Quantifying Longitudinal Binder Distribution in Battery Electrodes: High-Precision Layer Profiling via Automated Electrode Powder Scraping System

1. Background: From Manual Scraping to Automated Precision

When the author first interviewed at IEST Instrument three years ago, the technical director posed a direct question: “What electrode characterization methods would you use to evaluate longitudinal uniformity and compositional distribution in lithium battery electrodes?”

At the time, industrial quality control for lithium-ion battery electrodes relied primarily on macro-level indicators — total compaction density, areal coating weight, and surface electrical resistivity. The internal vertical microstructure of the electrode, specifically along the coating-to-current-collector direction, remained largely an unquantifiable “black box.”

Having worked extensively with conventional analytical instruments, the immediate response was: “XPS depth profiling and TOF-SIMS — since PVDF contains fluorine, CMC contains sodium, and SBR contains unsaturated C=C double bonds.”

While these techniques offer high compositional resolution, their limited sputtering depths make them impractical for commercial electrodes with thicknesses ranging from tens to hundreds of micrometers. Longitudinal binder migration — the non-uniform distribution and upward transport of polymeric binders such as SBR during the solvent evaporation phase of industrial drying — requires depth penetration well beyond the capability of surface-sensitive spectroscopies.

The director paused, then asked: “What about manual blade scraping? In production, operators manually scrape electrode coatings at different depths and then perform TGA to analyze binder content.”

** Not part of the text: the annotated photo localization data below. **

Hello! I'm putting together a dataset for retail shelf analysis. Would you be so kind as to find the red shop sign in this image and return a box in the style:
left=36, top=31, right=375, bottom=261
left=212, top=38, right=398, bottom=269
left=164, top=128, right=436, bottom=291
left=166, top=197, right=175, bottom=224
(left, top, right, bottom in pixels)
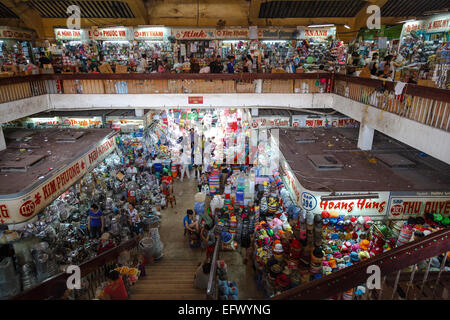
left=188, top=96, right=203, bottom=104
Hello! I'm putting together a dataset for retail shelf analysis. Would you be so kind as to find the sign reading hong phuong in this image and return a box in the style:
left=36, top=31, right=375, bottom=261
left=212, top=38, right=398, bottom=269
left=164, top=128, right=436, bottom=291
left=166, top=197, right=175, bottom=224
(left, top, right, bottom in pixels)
left=0, top=137, right=116, bottom=225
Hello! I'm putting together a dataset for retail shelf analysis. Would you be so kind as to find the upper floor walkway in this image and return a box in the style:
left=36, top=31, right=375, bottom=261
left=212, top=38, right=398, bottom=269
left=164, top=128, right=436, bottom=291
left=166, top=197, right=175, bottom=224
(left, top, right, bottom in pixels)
left=0, top=72, right=449, bottom=163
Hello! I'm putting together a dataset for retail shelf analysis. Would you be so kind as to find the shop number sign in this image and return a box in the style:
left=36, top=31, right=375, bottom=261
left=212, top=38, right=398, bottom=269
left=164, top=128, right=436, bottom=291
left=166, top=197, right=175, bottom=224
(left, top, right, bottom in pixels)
left=188, top=96, right=203, bottom=104
left=301, top=192, right=317, bottom=211
left=0, top=137, right=116, bottom=225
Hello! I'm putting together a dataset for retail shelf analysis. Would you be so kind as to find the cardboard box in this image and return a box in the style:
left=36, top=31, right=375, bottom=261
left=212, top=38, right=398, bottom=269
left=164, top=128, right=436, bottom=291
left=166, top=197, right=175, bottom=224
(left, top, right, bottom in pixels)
left=115, top=64, right=128, bottom=73
left=99, top=62, right=113, bottom=74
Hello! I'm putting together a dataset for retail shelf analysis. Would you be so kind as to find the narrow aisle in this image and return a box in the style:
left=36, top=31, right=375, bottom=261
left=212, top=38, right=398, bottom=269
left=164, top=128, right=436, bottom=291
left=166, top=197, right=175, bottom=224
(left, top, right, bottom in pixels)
left=130, top=177, right=204, bottom=300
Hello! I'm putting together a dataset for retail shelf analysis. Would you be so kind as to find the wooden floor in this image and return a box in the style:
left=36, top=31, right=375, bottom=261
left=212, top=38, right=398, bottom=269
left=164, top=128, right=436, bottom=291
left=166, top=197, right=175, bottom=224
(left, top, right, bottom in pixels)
left=129, top=258, right=206, bottom=300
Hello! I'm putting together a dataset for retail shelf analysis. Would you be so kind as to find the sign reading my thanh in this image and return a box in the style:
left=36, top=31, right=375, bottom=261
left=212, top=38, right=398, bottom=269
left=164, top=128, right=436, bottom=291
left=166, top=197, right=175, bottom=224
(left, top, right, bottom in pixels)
left=0, top=136, right=116, bottom=225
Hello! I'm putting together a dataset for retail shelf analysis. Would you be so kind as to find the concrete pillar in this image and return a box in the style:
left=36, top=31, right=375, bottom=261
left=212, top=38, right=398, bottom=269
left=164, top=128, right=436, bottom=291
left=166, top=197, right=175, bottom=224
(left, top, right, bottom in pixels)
left=254, top=79, right=263, bottom=93
left=0, top=127, right=6, bottom=151
left=357, top=122, right=375, bottom=151
left=135, top=109, right=144, bottom=117
left=251, top=108, right=259, bottom=117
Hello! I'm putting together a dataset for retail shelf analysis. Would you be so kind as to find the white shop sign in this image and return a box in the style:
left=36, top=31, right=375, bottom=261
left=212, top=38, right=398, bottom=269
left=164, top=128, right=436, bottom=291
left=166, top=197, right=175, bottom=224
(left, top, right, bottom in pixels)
left=291, top=115, right=359, bottom=128
left=172, top=28, right=216, bottom=40
left=54, top=28, right=83, bottom=41
left=387, top=191, right=450, bottom=220
left=402, top=13, right=450, bottom=36
left=133, top=26, right=170, bottom=40
left=215, top=28, right=249, bottom=39
left=251, top=116, right=290, bottom=128
left=280, top=154, right=389, bottom=217
left=298, top=27, right=336, bottom=39
left=89, top=27, right=133, bottom=41
left=0, top=136, right=116, bottom=225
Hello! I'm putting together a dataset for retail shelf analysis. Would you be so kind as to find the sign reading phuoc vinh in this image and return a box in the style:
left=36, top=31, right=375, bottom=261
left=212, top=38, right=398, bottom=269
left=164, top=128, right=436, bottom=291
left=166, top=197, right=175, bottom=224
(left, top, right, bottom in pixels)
left=0, top=137, right=116, bottom=225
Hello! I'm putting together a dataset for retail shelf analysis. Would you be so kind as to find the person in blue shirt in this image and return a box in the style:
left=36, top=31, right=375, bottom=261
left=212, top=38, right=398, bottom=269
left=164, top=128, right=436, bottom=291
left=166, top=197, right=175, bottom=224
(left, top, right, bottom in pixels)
left=226, top=56, right=235, bottom=74
left=88, top=204, right=104, bottom=239
left=184, top=209, right=199, bottom=234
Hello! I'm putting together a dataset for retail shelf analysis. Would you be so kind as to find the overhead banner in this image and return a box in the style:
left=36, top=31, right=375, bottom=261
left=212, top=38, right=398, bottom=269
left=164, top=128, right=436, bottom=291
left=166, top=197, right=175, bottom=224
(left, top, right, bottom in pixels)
left=133, top=26, right=170, bottom=40
left=401, top=13, right=450, bottom=36
left=172, top=28, right=215, bottom=40
left=215, top=28, right=249, bottom=39
left=0, top=26, right=34, bottom=41
left=387, top=191, right=450, bottom=220
left=0, top=136, right=116, bottom=225
left=89, top=27, right=133, bottom=41
left=54, top=28, right=83, bottom=41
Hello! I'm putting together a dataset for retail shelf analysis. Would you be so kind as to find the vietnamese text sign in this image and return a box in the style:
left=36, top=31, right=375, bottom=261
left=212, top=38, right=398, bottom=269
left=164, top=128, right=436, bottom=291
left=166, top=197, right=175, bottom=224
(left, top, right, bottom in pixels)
left=172, top=28, right=215, bottom=40
left=215, top=28, right=249, bottom=39
left=134, top=26, right=169, bottom=40
left=89, top=27, right=131, bottom=40
left=54, top=28, right=83, bottom=40
left=188, top=96, right=203, bottom=104
left=0, top=26, right=34, bottom=41
left=0, top=136, right=116, bottom=225
left=251, top=116, right=290, bottom=128
left=291, top=115, right=359, bottom=128
left=387, top=191, right=450, bottom=220
left=280, top=154, right=389, bottom=217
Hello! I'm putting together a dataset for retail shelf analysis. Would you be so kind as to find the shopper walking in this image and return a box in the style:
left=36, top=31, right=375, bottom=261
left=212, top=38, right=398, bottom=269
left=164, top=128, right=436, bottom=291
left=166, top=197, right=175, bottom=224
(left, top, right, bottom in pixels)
left=127, top=203, right=141, bottom=237
left=88, top=204, right=104, bottom=239
left=179, top=148, right=191, bottom=182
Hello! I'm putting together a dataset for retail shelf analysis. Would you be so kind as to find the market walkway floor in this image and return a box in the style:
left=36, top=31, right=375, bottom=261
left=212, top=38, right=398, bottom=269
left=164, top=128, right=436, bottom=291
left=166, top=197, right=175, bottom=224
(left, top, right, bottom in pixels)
left=129, top=175, right=264, bottom=300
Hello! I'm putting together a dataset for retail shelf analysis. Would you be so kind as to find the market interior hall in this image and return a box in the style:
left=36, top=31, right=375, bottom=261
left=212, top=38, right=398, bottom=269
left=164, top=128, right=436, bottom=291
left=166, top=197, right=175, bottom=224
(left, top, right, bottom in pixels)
left=0, top=0, right=449, bottom=302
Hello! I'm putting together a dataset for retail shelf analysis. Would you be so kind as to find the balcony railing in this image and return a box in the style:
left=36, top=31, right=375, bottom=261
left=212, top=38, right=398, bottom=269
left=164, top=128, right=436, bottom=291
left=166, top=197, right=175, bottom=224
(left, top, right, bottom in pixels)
left=0, top=73, right=449, bottom=132
left=271, top=228, right=450, bottom=300
left=334, top=75, right=450, bottom=132
left=10, top=237, right=139, bottom=300
left=0, top=73, right=332, bottom=103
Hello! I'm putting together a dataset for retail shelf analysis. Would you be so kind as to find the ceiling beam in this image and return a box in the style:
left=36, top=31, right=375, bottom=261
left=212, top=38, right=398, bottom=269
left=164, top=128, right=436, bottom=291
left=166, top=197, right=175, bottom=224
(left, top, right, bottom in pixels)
left=0, top=0, right=45, bottom=38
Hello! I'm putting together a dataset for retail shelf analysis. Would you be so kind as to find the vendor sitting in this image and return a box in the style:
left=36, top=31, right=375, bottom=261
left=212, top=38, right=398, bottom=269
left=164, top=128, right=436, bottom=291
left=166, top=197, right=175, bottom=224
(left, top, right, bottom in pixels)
left=101, top=270, right=128, bottom=300
left=184, top=209, right=200, bottom=240
left=97, top=232, right=115, bottom=255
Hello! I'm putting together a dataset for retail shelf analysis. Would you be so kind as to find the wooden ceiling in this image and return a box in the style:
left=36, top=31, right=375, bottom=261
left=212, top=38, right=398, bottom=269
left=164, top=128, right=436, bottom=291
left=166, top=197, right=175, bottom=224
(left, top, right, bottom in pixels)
left=0, top=0, right=448, bottom=39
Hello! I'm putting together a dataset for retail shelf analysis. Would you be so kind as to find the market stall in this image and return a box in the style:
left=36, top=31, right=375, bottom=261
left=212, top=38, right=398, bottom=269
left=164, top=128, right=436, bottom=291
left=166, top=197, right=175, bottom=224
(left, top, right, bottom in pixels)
left=0, top=26, right=36, bottom=76
left=397, top=13, right=449, bottom=87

“Manual scraping at different depths?”

“Exactly,” he nodded. “The depth is inaccurate and the results are coarse.”

Manual doctor-blade peeling combined with thermogravimetric analysis (TGA) had been used on production lines, but manual operations introduced profound depth errors and surface roughness that completely invalidated quantitative accuracy. The absence of traceability and consistency rendered subsequent compositional analysis meaningless.

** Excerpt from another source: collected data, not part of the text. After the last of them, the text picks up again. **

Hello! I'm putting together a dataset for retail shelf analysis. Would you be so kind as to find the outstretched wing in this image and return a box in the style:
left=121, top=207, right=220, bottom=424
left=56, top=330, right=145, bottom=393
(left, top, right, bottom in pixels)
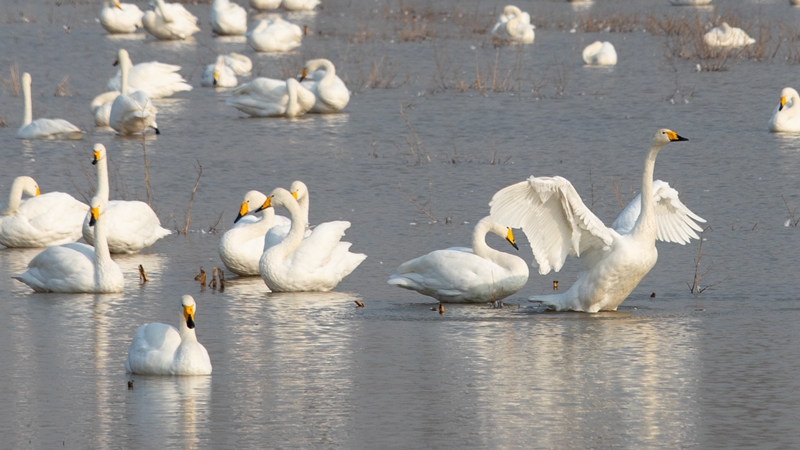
left=489, top=176, right=618, bottom=275
left=611, top=180, right=706, bottom=244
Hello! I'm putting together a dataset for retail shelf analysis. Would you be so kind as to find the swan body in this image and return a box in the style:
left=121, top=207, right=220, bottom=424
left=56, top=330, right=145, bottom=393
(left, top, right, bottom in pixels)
left=221, top=53, right=252, bottom=75
left=17, top=73, right=83, bottom=140
left=125, top=295, right=212, bottom=375
left=90, top=91, right=121, bottom=127
left=142, top=0, right=200, bottom=40
left=769, top=88, right=800, bottom=132
left=251, top=0, right=281, bottom=10
left=218, top=190, right=291, bottom=276
left=491, top=5, right=534, bottom=44
left=210, top=0, right=247, bottom=36
left=489, top=129, right=705, bottom=313
left=100, top=1, right=144, bottom=34
left=109, top=50, right=158, bottom=135
left=82, top=144, right=171, bottom=254
left=388, top=217, right=529, bottom=303
left=669, top=0, right=712, bottom=5
left=793, top=0, right=800, bottom=7
left=256, top=187, right=366, bottom=292
left=201, top=56, right=238, bottom=87
left=226, top=77, right=315, bottom=117
left=107, top=50, right=192, bottom=99
left=703, top=23, right=755, bottom=48
left=583, top=41, right=617, bottom=66
left=0, top=176, right=88, bottom=248
left=13, top=197, right=124, bottom=293
left=281, top=0, right=320, bottom=11
left=300, top=59, right=350, bottom=114
left=246, top=17, right=303, bottom=53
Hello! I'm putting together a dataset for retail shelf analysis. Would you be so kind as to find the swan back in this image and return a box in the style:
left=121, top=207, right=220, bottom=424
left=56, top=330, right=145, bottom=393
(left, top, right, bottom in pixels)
left=583, top=41, right=617, bottom=66
left=300, top=59, right=350, bottom=113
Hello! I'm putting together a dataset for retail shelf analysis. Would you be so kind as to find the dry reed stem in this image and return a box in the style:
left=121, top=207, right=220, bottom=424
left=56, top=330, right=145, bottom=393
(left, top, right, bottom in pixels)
left=182, top=160, right=203, bottom=234
left=54, top=75, right=70, bottom=97
left=687, top=226, right=726, bottom=295
left=399, top=104, right=430, bottom=164
left=397, top=183, right=438, bottom=223
left=2, top=63, right=20, bottom=96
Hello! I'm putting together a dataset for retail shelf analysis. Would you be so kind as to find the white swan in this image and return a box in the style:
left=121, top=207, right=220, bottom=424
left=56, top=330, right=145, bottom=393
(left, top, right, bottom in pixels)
left=13, top=196, right=124, bottom=293
left=201, top=55, right=238, bottom=88
left=491, top=5, right=534, bottom=44
left=769, top=88, right=800, bottom=132
left=142, top=0, right=200, bottom=40
left=246, top=17, right=302, bottom=53
left=125, top=295, right=212, bottom=375
left=300, top=59, right=350, bottom=114
left=107, top=49, right=192, bottom=99
left=0, top=176, right=88, bottom=248
left=17, top=73, right=83, bottom=140
left=669, top=0, right=712, bottom=5
left=703, top=22, right=755, bottom=48
left=100, top=1, right=144, bottom=34
left=226, top=77, right=315, bottom=118
left=210, top=0, right=247, bottom=36
left=281, top=0, right=320, bottom=11
left=218, top=190, right=291, bottom=276
left=388, top=217, right=529, bottom=303
left=109, top=50, right=159, bottom=135
left=82, top=144, right=171, bottom=254
left=90, top=91, right=121, bottom=127
left=489, top=129, right=706, bottom=313
left=583, top=41, right=617, bottom=66
left=221, top=53, right=252, bottom=75
left=256, top=188, right=366, bottom=292
left=250, top=0, right=281, bottom=11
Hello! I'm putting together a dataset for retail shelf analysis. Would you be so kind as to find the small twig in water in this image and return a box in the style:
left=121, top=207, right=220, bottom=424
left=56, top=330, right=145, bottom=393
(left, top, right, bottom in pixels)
left=181, top=160, right=203, bottom=234
left=781, top=195, right=800, bottom=227
left=397, top=183, right=438, bottom=223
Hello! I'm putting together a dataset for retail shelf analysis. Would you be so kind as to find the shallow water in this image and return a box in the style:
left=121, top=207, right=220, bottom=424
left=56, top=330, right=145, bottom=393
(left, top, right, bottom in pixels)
left=1, top=0, right=800, bottom=447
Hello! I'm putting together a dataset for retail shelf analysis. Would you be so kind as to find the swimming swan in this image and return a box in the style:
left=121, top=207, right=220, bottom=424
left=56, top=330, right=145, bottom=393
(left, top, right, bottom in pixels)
left=13, top=196, right=124, bottom=293
left=125, top=295, right=212, bottom=375
left=226, top=77, right=315, bottom=118
left=769, top=87, right=800, bottom=133
left=388, top=216, right=529, bottom=303
left=703, top=22, right=755, bottom=48
left=583, top=41, right=617, bottom=66
left=250, top=0, right=281, bottom=11
left=246, top=17, right=303, bottom=53
left=489, top=129, right=705, bottom=313
left=218, top=190, right=291, bottom=276
left=17, top=73, right=83, bottom=140
left=100, top=1, right=144, bottom=34
left=142, top=0, right=200, bottom=40
left=256, top=188, right=366, bottom=292
left=300, top=59, right=350, bottom=114
left=201, top=55, right=238, bottom=88
left=82, top=144, right=171, bottom=254
left=491, top=5, right=534, bottom=44
left=281, top=0, right=320, bottom=11
left=0, top=176, right=88, bottom=248
left=106, top=49, right=192, bottom=99
left=109, top=49, right=159, bottom=135
left=210, top=0, right=247, bottom=36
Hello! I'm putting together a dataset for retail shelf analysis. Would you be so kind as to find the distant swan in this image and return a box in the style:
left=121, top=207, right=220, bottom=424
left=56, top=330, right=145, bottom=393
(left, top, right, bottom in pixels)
left=491, top=5, right=534, bottom=44
left=388, top=217, right=529, bottom=303
left=300, top=59, right=350, bottom=114
left=106, top=49, right=192, bottom=98
left=109, top=49, right=159, bottom=135
left=210, top=0, right=247, bottom=36
left=583, top=41, right=617, bottom=66
left=226, top=77, right=315, bottom=118
left=669, top=0, right=712, bottom=5
left=489, top=129, right=705, bottom=312
left=201, top=55, right=238, bottom=87
left=125, top=295, right=212, bottom=375
left=100, top=1, right=144, bottom=34
left=13, top=196, right=124, bottom=293
left=0, top=176, right=88, bottom=248
left=246, top=17, right=302, bottom=53
left=251, top=0, right=281, bottom=11
left=281, top=0, right=320, bottom=11
left=703, top=22, right=755, bottom=48
left=17, top=73, right=83, bottom=140
left=142, top=0, right=201, bottom=40
left=769, top=87, right=800, bottom=132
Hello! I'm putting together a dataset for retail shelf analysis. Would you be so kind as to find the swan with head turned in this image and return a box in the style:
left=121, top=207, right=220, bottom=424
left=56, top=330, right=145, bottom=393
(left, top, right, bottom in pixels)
left=769, top=88, right=800, bottom=132
left=388, top=217, right=529, bottom=303
left=17, top=73, right=83, bottom=140
left=109, top=49, right=159, bottom=135
left=226, top=77, right=315, bottom=118
left=491, top=5, right=534, bottom=44
left=100, top=0, right=144, bottom=34
left=142, top=0, right=200, bottom=40
left=300, top=59, right=350, bottom=114
left=489, top=129, right=705, bottom=312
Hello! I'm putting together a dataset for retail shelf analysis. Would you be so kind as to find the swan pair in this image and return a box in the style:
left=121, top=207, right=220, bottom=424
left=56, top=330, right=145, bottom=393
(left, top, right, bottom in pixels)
left=583, top=41, right=617, bottom=66
left=17, top=73, right=83, bottom=140
left=246, top=17, right=303, bottom=53
left=489, top=129, right=706, bottom=313
left=769, top=88, right=800, bottom=132
left=388, top=217, right=529, bottom=303
left=125, top=295, right=212, bottom=375
left=99, top=1, right=144, bottom=34
left=491, top=5, right=535, bottom=45
left=108, top=49, right=159, bottom=135
left=210, top=0, right=247, bottom=36
left=142, top=0, right=201, bottom=40
left=226, top=77, right=315, bottom=118
left=703, top=23, right=755, bottom=48
left=0, top=176, right=88, bottom=248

Two years later, driven by growing market demand and IEST‘s in-house equipment R&D capabilities, the company formalized a 60-page project proposal: a high-precision automatic electrode powder scraping system designed to overcome the limitations of both surface spectroscopies and manual scraping. The result was the LEPS2000 — IEST Instrument’s automatic electrode powder scraping system, capable of delivering micron-level spatial control with closed-loop thickness verification.

 Figure 1. Characterization method for longitudinal binder distribution (coating-to-current collector direction).

2. Rigorous Validation: Quantifying the Scraping Precision of LEPS2000 Across 500+ Samples

To rigorously validate the operational stability of the system under commercial manufacturing tolerances, an extensive validation study was conducted utilizing over 500 negative electrode sheets featuring distinct slurry formulations. Automated scraping tests were executed at variable target depths and spatial positions across the electrode surfaces, with pre- and post-scraping thicknesses verified via high-precision digital micrometers.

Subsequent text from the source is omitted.